The rate of disintegration of a radioactive substance falls from $800decay/min $ to $100{\text{ }}decay/min$ in $6 hours$. The half-life of the radioactive substance is:
(A) $6/7\,hr$
(B) $2 hr$
(C) $3 hr$
(D) $1 hr$

Answer 1

Hint
According to the law of radioactive disintegration $N = {N_0}{e^{ - \lambda t}}$. Substitute the data and calculate the radioactive constant. Then we will calculate the half life of the element by the relation-
${T_{1/2}} = \dfrac{ln2}{\lambda}$.

Complete step-by-step solution
At any instant the rate of decay of radioactive atoms is proportional to the number of atoms present at that instant.
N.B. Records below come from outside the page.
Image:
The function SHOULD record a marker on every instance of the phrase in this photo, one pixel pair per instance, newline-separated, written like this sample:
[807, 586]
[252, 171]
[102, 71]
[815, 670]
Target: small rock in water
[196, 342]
It is given by,
 $N = {N_0}{e^{ - \lambda t}}$
Where, $N$is the number of atoms remaining undecayed after time $t$,
 ${N_0}$ Is the number of atoms present initially,
 $\lambda $ Is the decay constant.
Given that,
 $N = 100\,\,decay/\min $
 ${N_0} = 800\,\,decay/\min $
 $t = 6\,\,hr$
Substitute the data in the expression.
 $100 = 800{e^{ - \lambda (6 \times 60)}}$
 ${e^{ - 360\lambda }} = \dfrac{1}{8}$
 $360\lambda = \ln 8$
 $\lambda = \dfrac{{\ln {2^3}}}{{360}}$
 $\lambda = \dfrac{{\ln 2}}{{120}}$
Half life of the element is given by,
 ${T_{1/2}} = \dfrac{ln2}{\lambda}$.
Substitute the value of decay constant.
${T_{1/2}} = \dfrac{ln2}{{ln2}/{120}}$
${T_{1/2}} = 120 min = 2 hrs$
Hence, the half life of the radioactive substance is ${T_{1/2}} = 2 hrs$
The correct option is (B).

Note
Half life is the time interval in which mass of a radioactive substance or the number of its atom to reduce to half of its initial value.
Activity is defined as the rate of disintegration of the substance. It is given by,
 $A = - \dfrac{{dN}}{{dt}}$
The unit of activity is Becquerel, Curie and Rutherford.